= Curt Valentin =

German-Jewish art dealer (1902–1954)

Curt Valentin (5 October 1902, Hamburg, Germany – 19 August 1954, Forte dei Marmi, Italy) was a German-Jewish art dealer known for handling modern art, particularly sculpture, and works classified as "degenerate", seized from public museums or looted from private collectors by the Nazi regime in Germany.

After 1927 Curt Valentin worked for Alfred Flechtheim in Berlin. In 1934, he worked at Karl Buchholz Gallery, Hamburg from 1934 to 1936 until antisemitic National Socialist laws preventing Jews from practicing their professions in Germany.

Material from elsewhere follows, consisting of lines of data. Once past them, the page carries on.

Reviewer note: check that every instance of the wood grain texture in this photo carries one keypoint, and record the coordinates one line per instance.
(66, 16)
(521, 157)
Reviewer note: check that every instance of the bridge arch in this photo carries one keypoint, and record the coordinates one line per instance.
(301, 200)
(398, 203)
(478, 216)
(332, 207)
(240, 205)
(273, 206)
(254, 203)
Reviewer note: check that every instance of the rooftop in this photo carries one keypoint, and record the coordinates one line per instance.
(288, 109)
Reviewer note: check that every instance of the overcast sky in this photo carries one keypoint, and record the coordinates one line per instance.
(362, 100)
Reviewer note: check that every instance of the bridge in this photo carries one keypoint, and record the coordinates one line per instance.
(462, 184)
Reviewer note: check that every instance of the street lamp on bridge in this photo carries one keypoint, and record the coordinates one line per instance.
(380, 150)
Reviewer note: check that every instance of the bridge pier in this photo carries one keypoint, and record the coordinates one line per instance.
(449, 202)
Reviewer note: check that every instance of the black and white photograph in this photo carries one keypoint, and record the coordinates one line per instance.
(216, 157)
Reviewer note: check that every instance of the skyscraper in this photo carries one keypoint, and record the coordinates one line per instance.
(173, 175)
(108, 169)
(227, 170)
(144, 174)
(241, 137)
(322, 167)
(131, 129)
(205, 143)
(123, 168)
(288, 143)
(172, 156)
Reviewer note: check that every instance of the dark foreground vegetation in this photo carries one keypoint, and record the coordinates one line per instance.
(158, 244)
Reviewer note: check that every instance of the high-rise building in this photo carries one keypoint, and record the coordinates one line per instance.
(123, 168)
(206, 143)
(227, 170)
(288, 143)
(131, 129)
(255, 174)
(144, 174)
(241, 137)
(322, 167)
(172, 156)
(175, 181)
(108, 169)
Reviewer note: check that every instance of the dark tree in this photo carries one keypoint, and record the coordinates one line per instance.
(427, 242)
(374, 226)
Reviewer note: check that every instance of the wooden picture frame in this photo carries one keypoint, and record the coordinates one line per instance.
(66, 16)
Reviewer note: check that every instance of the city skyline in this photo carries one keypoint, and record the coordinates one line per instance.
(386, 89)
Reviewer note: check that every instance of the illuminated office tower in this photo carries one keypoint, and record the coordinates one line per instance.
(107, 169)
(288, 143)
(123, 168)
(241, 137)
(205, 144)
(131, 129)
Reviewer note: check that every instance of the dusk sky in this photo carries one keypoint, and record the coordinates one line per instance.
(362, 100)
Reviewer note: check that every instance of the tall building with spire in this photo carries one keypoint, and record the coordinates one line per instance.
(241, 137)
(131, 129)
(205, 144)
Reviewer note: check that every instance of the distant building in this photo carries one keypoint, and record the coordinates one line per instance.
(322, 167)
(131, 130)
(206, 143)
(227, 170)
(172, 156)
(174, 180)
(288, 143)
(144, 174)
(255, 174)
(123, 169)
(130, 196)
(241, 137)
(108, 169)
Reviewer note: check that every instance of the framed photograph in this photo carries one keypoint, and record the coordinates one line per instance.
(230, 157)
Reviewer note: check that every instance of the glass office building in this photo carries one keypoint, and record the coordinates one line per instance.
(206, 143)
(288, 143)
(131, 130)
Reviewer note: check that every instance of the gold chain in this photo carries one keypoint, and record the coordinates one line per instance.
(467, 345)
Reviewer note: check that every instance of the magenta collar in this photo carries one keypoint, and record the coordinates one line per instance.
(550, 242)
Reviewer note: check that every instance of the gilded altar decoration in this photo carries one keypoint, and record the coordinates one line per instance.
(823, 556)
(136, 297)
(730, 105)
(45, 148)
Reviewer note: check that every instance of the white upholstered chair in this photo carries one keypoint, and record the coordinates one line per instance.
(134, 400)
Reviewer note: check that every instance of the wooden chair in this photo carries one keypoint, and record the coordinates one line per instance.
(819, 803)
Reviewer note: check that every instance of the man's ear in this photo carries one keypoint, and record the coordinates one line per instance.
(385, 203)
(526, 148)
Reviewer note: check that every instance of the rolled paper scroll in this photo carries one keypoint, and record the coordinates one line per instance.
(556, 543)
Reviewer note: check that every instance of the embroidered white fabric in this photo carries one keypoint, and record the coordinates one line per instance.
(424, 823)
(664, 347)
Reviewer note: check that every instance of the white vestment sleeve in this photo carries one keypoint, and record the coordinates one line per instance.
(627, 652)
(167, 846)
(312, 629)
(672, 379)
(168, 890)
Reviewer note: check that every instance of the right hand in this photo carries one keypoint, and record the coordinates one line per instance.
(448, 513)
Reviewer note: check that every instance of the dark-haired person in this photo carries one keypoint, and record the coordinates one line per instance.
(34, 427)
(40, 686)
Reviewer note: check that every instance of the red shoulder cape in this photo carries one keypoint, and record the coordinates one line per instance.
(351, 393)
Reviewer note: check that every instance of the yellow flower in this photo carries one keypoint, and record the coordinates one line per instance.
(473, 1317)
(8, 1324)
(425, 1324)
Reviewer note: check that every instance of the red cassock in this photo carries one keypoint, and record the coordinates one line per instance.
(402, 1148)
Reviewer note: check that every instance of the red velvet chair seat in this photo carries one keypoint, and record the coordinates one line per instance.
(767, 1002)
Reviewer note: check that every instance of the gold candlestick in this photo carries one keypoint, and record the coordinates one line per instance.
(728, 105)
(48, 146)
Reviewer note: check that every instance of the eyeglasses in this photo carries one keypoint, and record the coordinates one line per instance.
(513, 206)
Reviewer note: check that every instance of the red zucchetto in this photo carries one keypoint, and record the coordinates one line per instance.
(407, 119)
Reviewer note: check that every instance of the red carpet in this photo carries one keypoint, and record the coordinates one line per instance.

Dismissed from his job in Germany in late 1936 Valentin emigrated to America and opened the Buchholz Gallery in September 1937 in New York City. A key figure in the dispersal of so-called "degenerate" art, he had permission to sell German art in America, from the Nazi authorities to help fund Hitler's war efforts. This resulted from Buchholz's gallery being one of four dealers—together with Ferdinand Möller (Berlin), Hildebrand Gurlitt (Hamburg), and Bernhard A. Böhmer (Güstrow)—who worked closely with Hitler’s Propaganda Ministry with the disposal of such art for profit.

On June 30, 1939, Curt Valentin bid for art looted by the Nazis that was being auctioned at the Galerie Fischer in Lucerne on behalf of Alfred H. Barr Jr. who provided money donated to the Museum of Modern Art. In 1951 the gallery was renamed the Curt Valentin Gallery. His gallery operated from 1951, until a year after his death in 1954, and handled works by many notable artists including Alexander Calder, Henry Moore, Marino Marini, Irving Kriesberg, and Jacques Lipchitz.

== Art restitution cases ==
Numerous art restitution cases involve artworks which passed through Curt Valentin after being seized by the Nazis from museums or from private art collectors who were persecuted by the Nazis because of their Jewish heritage. Provenance research projects are ongoing around the world to clarify the origins of artworks sold by Valentin.